When his lover Mandy (Andrea Riseborough) is murdered by an evil cult and a hellish gang of bikers, Red (Nicholas Cage) goes on a fiery rampage of vengeance.
To paraphrase How Did This Get Made?, this is the most un-caged Nicholas Cage movie I have seen in years.
It is also a cinematic tribute to Dario Argento and the best Ronnie James Dio video Ronnie James Dio never made.
The second film from Panos Cosmatos (son of genre filmmaker George Pan Cosmatos), this movie is extremely simple in terms of story: a loved one is killed and an enraged man hunts the killers down and kills them.
The film is set in 1983 and there is an audio snippet of a Ronald Reagan address about America's spiritual renewal. The film does feel like it is making a vague point about the end of the 60s, with the story's hippies have becoming self-obsessed spiritualists who use their power to serve themselves.
Trying to work out what to label this movie is pointless. Mandy is set in a cinematic world where bikers take bad drugs and turn into blood-drinking psychos who can be summoned by a rock flute.
The movie's simplicity is a major boon, but there are points where scenes drag on far longer than they need to (Linus Roache gets one monologue too many). However those moments are balanced by the movie's single-minded need to be the most mythically metal tale of vengeance imaginable.

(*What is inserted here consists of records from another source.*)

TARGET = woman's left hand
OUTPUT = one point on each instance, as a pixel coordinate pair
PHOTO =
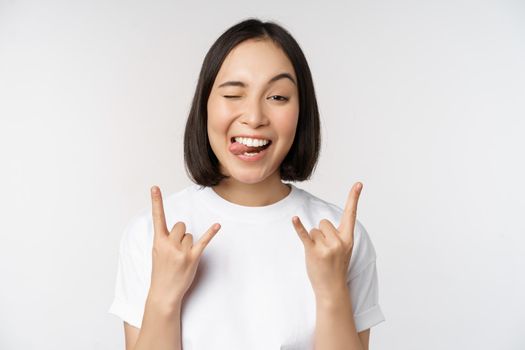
(328, 250)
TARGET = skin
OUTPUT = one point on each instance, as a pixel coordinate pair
(260, 107)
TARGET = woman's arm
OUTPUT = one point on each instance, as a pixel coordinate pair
(160, 327)
(335, 326)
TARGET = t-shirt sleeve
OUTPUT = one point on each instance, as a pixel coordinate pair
(133, 273)
(363, 282)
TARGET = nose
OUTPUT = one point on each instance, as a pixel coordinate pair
(254, 115)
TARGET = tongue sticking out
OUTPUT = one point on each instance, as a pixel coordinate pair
(238, 148)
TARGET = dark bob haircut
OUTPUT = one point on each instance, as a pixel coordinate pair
(201, 163)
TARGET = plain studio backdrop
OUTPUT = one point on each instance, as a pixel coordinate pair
(421, 101)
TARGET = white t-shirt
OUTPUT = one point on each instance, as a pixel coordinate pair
(251, 289)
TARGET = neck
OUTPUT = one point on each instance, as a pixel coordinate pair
(263, 193)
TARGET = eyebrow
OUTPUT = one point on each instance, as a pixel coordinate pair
(241, 84)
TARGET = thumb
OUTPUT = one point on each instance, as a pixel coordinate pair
(301, 231)
(206, 238)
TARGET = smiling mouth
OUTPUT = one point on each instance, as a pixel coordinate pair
(240, 148)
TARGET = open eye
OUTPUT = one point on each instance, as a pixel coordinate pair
(279, 98)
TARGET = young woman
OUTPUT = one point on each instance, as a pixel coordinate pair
(271, 266)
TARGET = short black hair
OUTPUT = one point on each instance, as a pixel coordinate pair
(202, 166)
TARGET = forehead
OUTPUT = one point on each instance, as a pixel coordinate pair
(255, 60)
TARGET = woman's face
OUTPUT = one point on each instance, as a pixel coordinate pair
(254, 96)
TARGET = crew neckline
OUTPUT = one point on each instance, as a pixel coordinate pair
(268, 212)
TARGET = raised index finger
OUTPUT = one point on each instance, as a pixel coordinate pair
(159, 220)
(346, 227)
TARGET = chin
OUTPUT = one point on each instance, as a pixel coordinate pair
(249, 179)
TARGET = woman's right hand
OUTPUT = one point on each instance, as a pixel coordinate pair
(175, 257)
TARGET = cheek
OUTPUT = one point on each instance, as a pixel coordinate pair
(287, 123)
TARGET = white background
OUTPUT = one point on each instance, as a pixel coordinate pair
(421, 101)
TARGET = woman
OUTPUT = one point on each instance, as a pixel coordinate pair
(266, 281)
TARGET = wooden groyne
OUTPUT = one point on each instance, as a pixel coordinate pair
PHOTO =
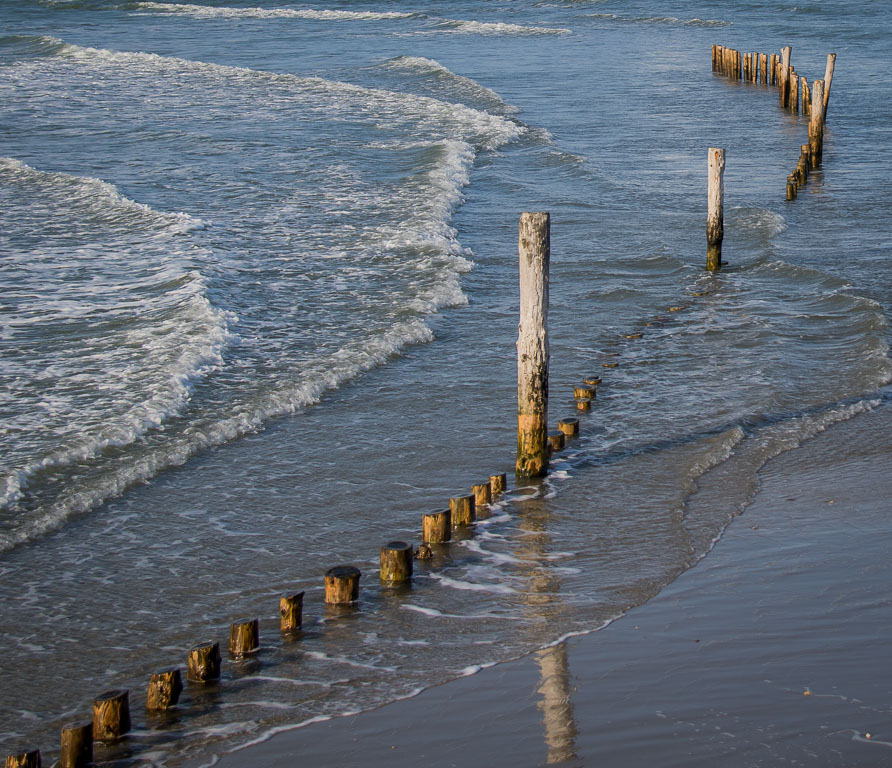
(794, 94)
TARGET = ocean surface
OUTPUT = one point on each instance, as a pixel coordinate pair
(259, 307)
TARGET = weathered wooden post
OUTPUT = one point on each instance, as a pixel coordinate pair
(828, 78)
(291, 608)
(715, 217)
(557, 440)
(111, 715)
(785, 76)
(816, 126)
(436, 527)
(164, 689)
(244, 637)
(203, 662)
(24, 760)
(498, 483)
(77, 745)
(463, 509)
(534, 249)
(482, 494)
(396, 562)
(570, 427)
(342, 585)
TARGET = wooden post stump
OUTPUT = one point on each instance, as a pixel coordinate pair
(816, 126)
(396, 562)
(164, 689)
(534, 250)
(828, 78)
(585, 390)
(77, 745)
(291, 609)
(785, 76)
(342, 585)
(244, 637)
(463, 509)
(203, 662)
(111, 715)
(715, 216)
(436, 527)
(570, 427)
(557, 440)
(24, 760)
(482, 494)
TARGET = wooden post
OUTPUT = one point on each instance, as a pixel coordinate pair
(570, 427)
(715, 216)
(342, 585)
(77, 745)
(244, 637)
(164, 689)
(498, 483)
(111, 715)
(482, 494)
(436, 527)
(463, 509)
(291, 608)
(24, 760)
(585, 390)
(534, 248)
(396, 562)
(828, 79)
(203, 662)
(785, 76)
(816, 126)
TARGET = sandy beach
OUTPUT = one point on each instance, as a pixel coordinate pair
(771, 651)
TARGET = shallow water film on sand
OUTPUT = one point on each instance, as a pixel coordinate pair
(259, 309)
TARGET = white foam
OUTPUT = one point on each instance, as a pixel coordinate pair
(209, 12)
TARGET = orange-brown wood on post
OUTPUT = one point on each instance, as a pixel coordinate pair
(76, 745)
(111, 715)
(534, 250)
(342, 585)
(23, 760)
(203, 662)
(463, 509)
(164, 689)
(816, 126)
(715, 215)
(396, 562)
(291, 608)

Scenes of Cage forging and making his fearsome blade ala Conan the Barbarian; facing off against the biker gang; or engaging in a gnarly chainsaw duel with a burly cultist feel like a fever dream of seventies and eighties pop culture. This is a berserk genre exercise, awash my vivid colour, hyper-real sound design, simple exposures and animated visions.
Despite the energy and viscera of the movie's key sequences, Mandy comes across as rather mournful and melancholic about the past - all the characters feel like they are attempting to deal with unstated past trauma - Red and Mandy have found solace in each other, while the film's villain (Linus Roache) has insulated himself with sycophants and a penchant for the black arts.
About midway through, it becomes clear that he is a pathetic loser with no real control over what he is doing. Like our heroes, there is a sense that his time has passed. While the movie feels like a fantasy, there is a sense of loss and age that - weirdly - grounds the movie.
Strange and haunting, Mandy contains many of the tropes of exploitation cinema of one era, but also feels like an oblique commentary about the end of a preceding one. Simple yet complex, over-stylised yet incredibly functional, histrionic yet subdued, Mandy is as surprising and hard to categorise as its leading man's performance choices.